Luther Launch Sunday       September 13, 2015
Luther Memorial Church         Seattle, WA
The Rev. Julie G. Hutson
Genesis 18: 1-8  +  Psalm 63: 1-8  +  1 John 2: 10-14
 John 4: 31-38 

Still our restlessness, O God, and open our hearts and minds, that we would hear the words your Spirit speaks to us.  Amen.

 

If you have seen the movie Inside Out, you might be familiar with the concept of “core memories.”  In the movie, these memories are the ones that literally provide power for the important facets of the life of Riley, the little girl who is the main character.

{How many of you have seen the movie?}

Even if you haven’t seen the movie,  we all have core memories that have shaped us as people.  The times in our lives that will always be present with us and that inform and give power to what we do and who we are.

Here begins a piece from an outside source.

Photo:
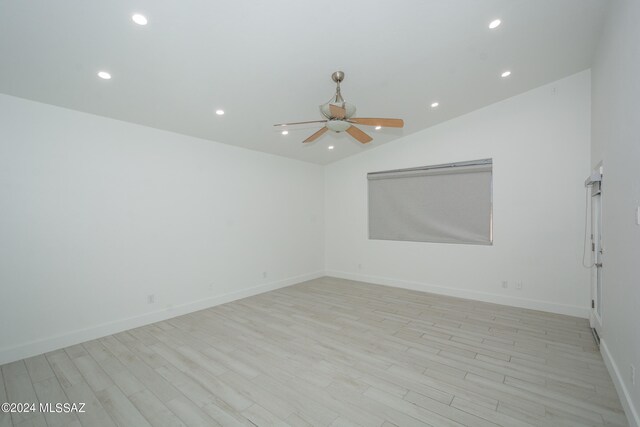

One of my core memories involves moving when I was eleven years old, from Illinois, where all of my extended family lived, to Alabama, where my father’s job transfer necessitated a move.  I had no idea what to expect, having spent little time in the deep south.  I had no idea what it would mean to my pre-teen self to not have my grandmothers and aunts and cousins and great aunts and uncles present in my daily life any longer.   The trip in the car felt as though I were being literally un-hinged from all that mattered to me with every mile we drove toward the unknown.  When we arrived in Sulligent, this small town on the Alabama-Mississippi state line, my parents gently guided us into our new home.  And I will never forget what we found when we walked in.  Every surface in the kitchen was covered with gifts of food.  Pies, cakes, cookies, banana pudding, biscuits, and yeast rolls.  The refrigerator was also full, with fried chicken and pork chops and tomatoes and peaches and salads and  deviled eggs and sweet tea.  The freezer was packed with frozen casseroles enough to last for a month.  Somehow, the idea that people we didn’t even know had cared enough for us to provide us with food in this measure – overflowing and abundant – comforted pre-teen me.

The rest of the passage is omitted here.